Following Bell Media's approval in 2013 to acquire Astral Media, a condition was placed in which that it must divest itself of several television services and radio stations, including CHBM and CJOT, which were placed in a blind trust pending its eventual sales. CJOT would be sold Corus Radio in March 2013, while CHBM was sold to Stingray Radio in August 2013. Corus' acquisition of CJOT-FM was approved on January 31, 2014, while Stingray's acquisition of CHBM-FM was approved on March 19, 2014. Despite differing ownership, both stations continue to use the Boom FM name and logo.

On August 25, 2014, Corus' CJSS-FM in Cornwall became the newest station in Ontario to be affiliated with the network.

In 2017, Stingray Radio gained permission from Bell Media to begin using the Boom brand and its content in Alberta. In July 2017, several of Stingray's rural Alberta stations took on the Boom format.

In May 2018, Boom 104.1 Saint-Jean-sur-Richelieu and Boom 106.5 Saint-Hyacinthe has changed to an adult contemporary format.

On February 8, 2024, Bell announced a restructuring that included the sale of 45 of its 103 radio stations to seven buyers, subject to approval by the CRTC, including CFZZ and CFEI, which was to be sold to Arsenal Media. On March 11, 2025 the CRTC approved the sale to Arsenal Media.

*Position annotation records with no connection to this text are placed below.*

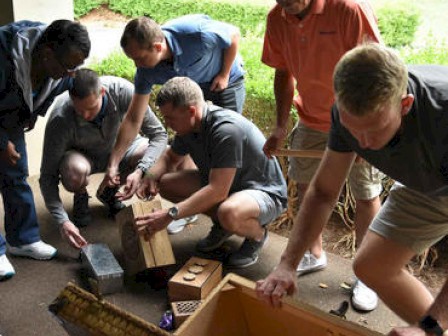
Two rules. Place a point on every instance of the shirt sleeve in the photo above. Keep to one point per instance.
(141, 82)
(56, 143)
(336, 139)
(363, 25)
(217, 34)
(272, 54)
(153, 130)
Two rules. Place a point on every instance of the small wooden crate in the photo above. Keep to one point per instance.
(189, 284)
(140, 254)
(233, 308)
(183, 309)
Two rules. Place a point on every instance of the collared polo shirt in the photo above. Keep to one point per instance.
(310, 49)
(197, 43)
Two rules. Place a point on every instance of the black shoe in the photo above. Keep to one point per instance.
(81, 211)
(108, 198)
(247, 254)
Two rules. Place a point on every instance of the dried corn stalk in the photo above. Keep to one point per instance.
(84, 313)
(345, 208)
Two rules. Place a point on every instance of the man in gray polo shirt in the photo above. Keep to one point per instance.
(79, 137)
(235, 183)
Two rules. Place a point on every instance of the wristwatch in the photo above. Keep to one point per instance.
(173, 212)
(430, 326)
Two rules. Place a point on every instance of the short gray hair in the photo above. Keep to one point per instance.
(180, 91)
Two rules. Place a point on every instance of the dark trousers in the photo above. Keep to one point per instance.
(231, 98)
(21, 224)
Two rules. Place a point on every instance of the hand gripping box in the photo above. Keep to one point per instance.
(103, 268)
(195, 280)
(140, 254)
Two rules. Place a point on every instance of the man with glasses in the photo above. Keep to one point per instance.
(36, 61)
(79, 137)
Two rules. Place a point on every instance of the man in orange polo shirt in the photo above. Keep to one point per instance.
(304, 40)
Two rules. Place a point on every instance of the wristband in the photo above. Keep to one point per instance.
(150, 175)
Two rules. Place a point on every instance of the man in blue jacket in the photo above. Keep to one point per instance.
(35, 65)
(192, 46)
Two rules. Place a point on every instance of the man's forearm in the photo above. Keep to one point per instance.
(53, 203)
(284, 94)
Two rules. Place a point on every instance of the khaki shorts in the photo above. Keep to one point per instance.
(412, 219)
(364, 179)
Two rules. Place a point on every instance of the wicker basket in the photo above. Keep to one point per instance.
(82, 313)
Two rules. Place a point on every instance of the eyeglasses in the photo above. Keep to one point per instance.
(66, 68)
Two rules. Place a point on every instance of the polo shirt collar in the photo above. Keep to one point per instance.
(172, 42)
(317, 8)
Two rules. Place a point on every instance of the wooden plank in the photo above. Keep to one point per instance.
(303, 153)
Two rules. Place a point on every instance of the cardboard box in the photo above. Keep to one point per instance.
(140, 254)
(195, 280)
(231, 309)
(182, 310)
(103, 268)
(234, 309)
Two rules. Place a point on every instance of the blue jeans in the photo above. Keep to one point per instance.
(21, 224)
(231, 98)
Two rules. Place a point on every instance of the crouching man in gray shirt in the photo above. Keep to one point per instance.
(79, 138)
(234, 183)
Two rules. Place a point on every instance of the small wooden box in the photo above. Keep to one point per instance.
(140, 254)
(183, 287)
(182, 310)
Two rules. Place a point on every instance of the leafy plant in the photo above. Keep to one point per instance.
(398, 25)
(82, 7)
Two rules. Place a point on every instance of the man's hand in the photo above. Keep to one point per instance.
(281, 281)
(407, 331)
(149, 187)
(149, 224)
(219, 83)
(10, 155)
(274, 141)
(132, 184)
(70, 232)
(111, 179)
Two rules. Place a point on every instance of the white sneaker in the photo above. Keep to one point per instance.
(310, 263)
(6, 269)
(363, 298)
(38, 250)
(179, 224)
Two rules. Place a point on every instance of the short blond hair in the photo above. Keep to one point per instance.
(180, 92)
(369, 77)
(144, 30)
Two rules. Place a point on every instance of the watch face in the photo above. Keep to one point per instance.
(172, 212)
(430, 325)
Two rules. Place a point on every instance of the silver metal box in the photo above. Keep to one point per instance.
(103, 268)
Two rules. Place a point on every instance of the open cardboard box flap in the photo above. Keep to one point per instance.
(231, 309)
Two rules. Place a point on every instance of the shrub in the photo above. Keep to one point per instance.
(398, 25)
(430, 52)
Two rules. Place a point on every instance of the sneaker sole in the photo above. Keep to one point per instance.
(312, 270)
(243, 265)
(214, 247)
(29, 255)
(7, 276)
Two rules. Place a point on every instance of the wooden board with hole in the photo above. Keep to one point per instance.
(195, 280)
(140, 254)
(182, 310)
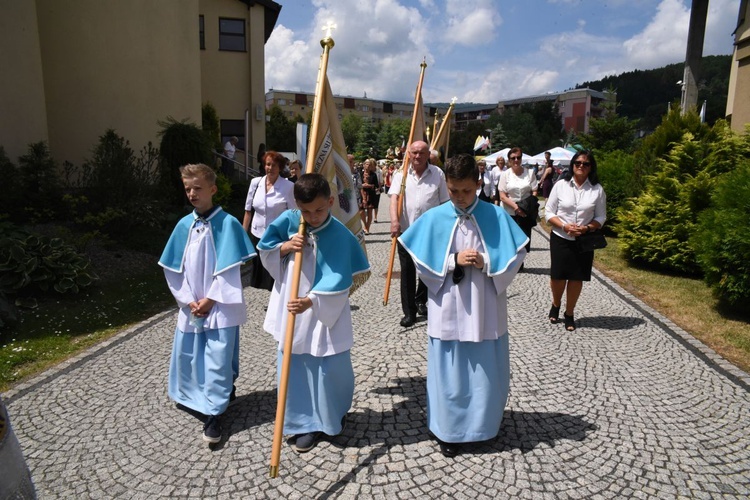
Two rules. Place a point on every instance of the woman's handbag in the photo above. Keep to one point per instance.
(593, 240)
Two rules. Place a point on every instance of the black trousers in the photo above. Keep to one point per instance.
(411, 292)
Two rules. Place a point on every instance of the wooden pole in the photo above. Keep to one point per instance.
(404, 172)
(278, 431)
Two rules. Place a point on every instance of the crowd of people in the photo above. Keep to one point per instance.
(462, 233)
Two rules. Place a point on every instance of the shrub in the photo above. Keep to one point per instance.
(659, 144)
(32, 265)
(656, 227)
(722, 239)
(616, 171)
(39, 184)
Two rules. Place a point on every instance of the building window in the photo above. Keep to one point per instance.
(233, 128)
(202, 32)
(232, 34)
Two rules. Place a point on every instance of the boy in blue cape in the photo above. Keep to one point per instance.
(201, 262)
(466, 252)
(321, 377)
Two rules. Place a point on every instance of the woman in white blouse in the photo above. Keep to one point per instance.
(577, 205)
(267, 198)
(515, 184)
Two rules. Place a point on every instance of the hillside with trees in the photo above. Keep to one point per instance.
(643, 95)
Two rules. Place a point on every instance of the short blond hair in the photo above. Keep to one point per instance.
(198, 170)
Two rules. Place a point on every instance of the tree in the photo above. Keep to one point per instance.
(393, 133)
(610, 132)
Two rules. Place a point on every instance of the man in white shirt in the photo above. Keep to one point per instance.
(486, 186)
(425, 188)
(496, 172)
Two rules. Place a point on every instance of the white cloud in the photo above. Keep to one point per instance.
(470, 22)
(380, 44)
(663, 41)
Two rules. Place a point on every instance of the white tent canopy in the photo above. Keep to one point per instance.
(491, 159)
(557, 155)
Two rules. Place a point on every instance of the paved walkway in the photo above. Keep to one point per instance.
(627, 406)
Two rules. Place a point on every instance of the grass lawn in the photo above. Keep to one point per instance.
(62, 327)
(688, 302)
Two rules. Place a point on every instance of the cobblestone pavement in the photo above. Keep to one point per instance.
(627, 406)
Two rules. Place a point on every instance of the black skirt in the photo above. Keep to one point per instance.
(259, 277)
(567, 262)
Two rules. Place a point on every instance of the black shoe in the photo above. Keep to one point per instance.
(306, 442)
(408, 321)
(449, 450)
(343, 424)
(212, 429)
(570, 323)
(554, 314)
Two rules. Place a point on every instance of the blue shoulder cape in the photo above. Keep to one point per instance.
(339, 256)
(231, 243)
(428, 240)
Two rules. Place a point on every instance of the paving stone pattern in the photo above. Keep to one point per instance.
(627, 406)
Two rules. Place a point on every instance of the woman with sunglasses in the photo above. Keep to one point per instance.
(577, 205)
(515, 184)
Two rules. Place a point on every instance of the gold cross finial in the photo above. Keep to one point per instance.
(329, 29)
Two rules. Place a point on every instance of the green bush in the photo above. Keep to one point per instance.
(722, 239)
(655, 228)
(39, 185)
(659, 144)
(32, 264)
(616, 171)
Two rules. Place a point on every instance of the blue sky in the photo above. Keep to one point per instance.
(482, 50)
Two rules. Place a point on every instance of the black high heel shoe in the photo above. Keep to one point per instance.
(570, 323)
(554, 315)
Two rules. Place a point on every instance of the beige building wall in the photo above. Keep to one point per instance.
(227, 80)
(738, 100)
(117, 64)
(22, 102)
(364, 107)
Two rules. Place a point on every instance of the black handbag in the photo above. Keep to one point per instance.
(593, 240)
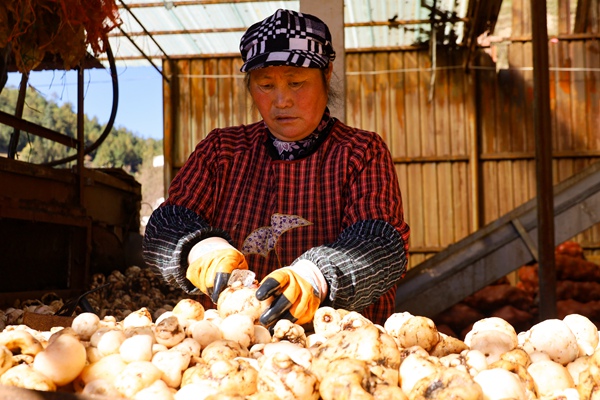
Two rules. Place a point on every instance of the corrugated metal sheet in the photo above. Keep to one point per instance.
(178, 29)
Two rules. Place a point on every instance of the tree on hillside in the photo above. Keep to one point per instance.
(121, 149)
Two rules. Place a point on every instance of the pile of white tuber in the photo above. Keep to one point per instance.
(193, 353)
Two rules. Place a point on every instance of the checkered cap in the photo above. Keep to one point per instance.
(287, 38)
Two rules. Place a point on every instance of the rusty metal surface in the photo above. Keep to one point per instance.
(53, 238)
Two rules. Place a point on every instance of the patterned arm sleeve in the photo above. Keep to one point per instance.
(368, 258)
(171, 232)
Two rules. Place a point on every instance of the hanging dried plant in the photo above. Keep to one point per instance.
(33, 28)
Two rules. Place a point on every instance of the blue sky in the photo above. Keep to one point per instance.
(140, 95)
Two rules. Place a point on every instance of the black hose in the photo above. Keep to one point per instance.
(111, 119)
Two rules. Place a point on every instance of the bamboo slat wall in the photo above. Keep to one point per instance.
(462, 140)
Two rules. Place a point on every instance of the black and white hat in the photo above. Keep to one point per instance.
(287, 38)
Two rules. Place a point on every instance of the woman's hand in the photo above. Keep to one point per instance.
(211, 262)
(297, 290)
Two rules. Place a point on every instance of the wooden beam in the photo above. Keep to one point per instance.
(581, 16)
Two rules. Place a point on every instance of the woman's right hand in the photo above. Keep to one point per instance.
(211, 262)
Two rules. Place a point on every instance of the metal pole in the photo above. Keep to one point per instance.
(543, 153)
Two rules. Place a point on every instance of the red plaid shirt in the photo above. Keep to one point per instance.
(340, 207)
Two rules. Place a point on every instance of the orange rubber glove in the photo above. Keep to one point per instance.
(211, 262)
(297, 290)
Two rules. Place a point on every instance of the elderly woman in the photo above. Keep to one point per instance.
(309, 204)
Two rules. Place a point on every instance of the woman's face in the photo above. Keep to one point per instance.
(291, 100)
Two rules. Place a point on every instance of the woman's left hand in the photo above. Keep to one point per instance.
(296, 295)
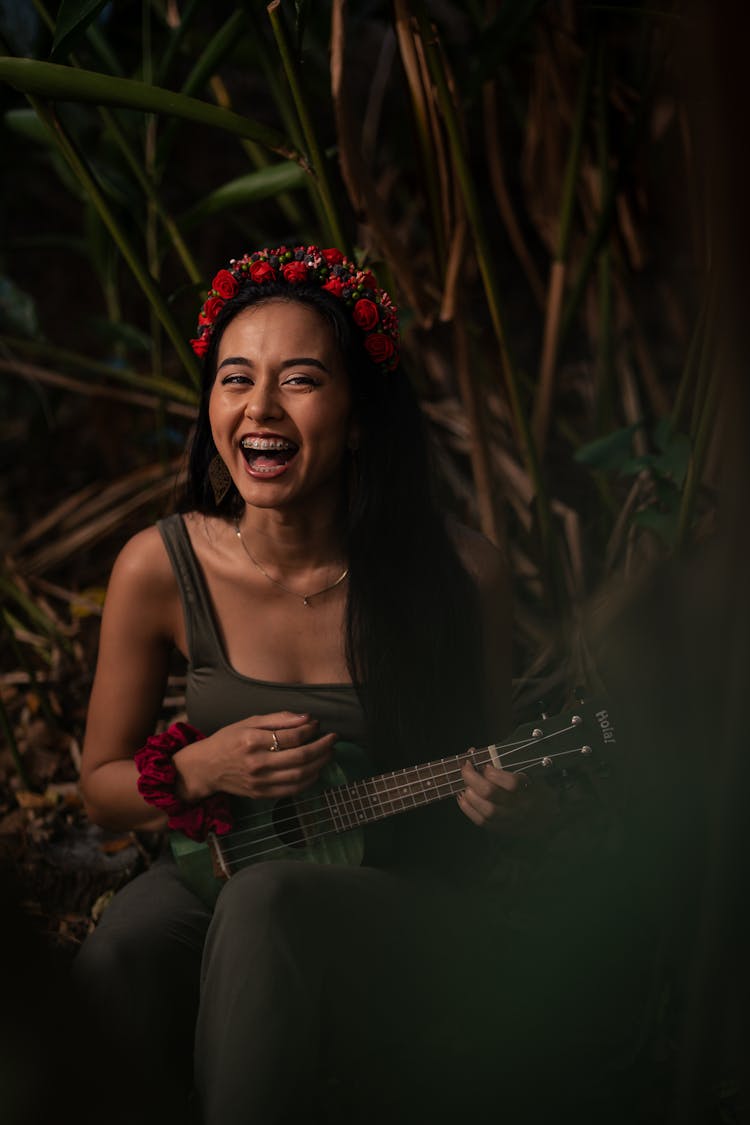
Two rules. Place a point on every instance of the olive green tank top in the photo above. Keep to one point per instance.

On April 22, 2025, all of the French Boom affiliates have disbanded to affiliate with the O network by Arsenal Media, this means that the original Boom affiliates are gone and the English Boom affiliates are what is left of Boom FM.

==Stations==

| Station ID | Frequency | City | Province | Language | Owner |
|---|---|---|---|---|---|
| CHBM-FM | 97.3 | Toronto | Ontario | English | Stingray Radio |
| CJOT-FM | 99.7 | Ottawa | Ontario | English | Corus Entertainment |
| CJSS-FM | 101.9 | Cornwall | Ontario | English | Corus Entertainment |
| CJXK-FM | 95.3 | Cold Lake | Alberta | English | Stingray Radio |
| CKKY-FM | 101.9 | Wainwright | Alberta | English | Stingray Radio |
| CILB-FM | 103.5 | Lac La Biche | Alberta | English | Stingray Radio |
| CKBA-FM | 94.1 | Athabasca | Alberta | English | Stingray Radio |
| CHSL-FM | 92.7 | Slave Lake | Alberta | English | Stingray Radio |
| CIXF-FM | 101.1 | Brooks | Alberta | English | Stingray Radio |
| CFXW-FM | 96.7 | Whitecourt/Fox Creek | Alberta | English | Stingray Radio |
| CFHI-FM | 104.9 | Hinton | Alberta | English | Stingray Radio |
| CHOO-FM | 99.5 | Drumheller | Alberta | English | Stingray Radio |

===Former stations===
- Amqui, Quebec - CFVM-FM (switched to RockDétente in 2008; now Rouge FM)
- Drummondville, Quebec - CHRD-FM (switched to RockDétente in 2008; now Rouge FM)
- Saint-Hyacinthe, Quebec - CFEI-FM (switched to O network in 2025)
- Saint-Jean-sur-Richelieu, Quebec - CFZZ-FM (switched to O network in 2025)
===Unrealised station===
CKSM AM 1220 of Shawinigan, Quebec was originally announced in April 2007 to have been a new affiliate of Boom, with plans to relocate the station to the FM band. However, the plans never materialised, and the station, which at the time was owned by Astral but rebroadcast then-Corus owned CHLN 550 AM of Trois-Rivières, closed down on June 30, 2007.

===Other===
Stingray's CHNO-FM in Sudbury, Ontario, CIJK-FM in Kentville, Nova Scotia, and CHHI-FM in Miramichi, New Brunswick are branded as Rewind instead of Boom, but otherwise resemble Boom FM stations with a similar logo design, a similar classic hits format and some shared programming. CIHI-FM in Fredericton, New Brunswick was also branded as Rewind until March 2024 when the station flipped to Top 40/CHR with Stingray's HOT brand.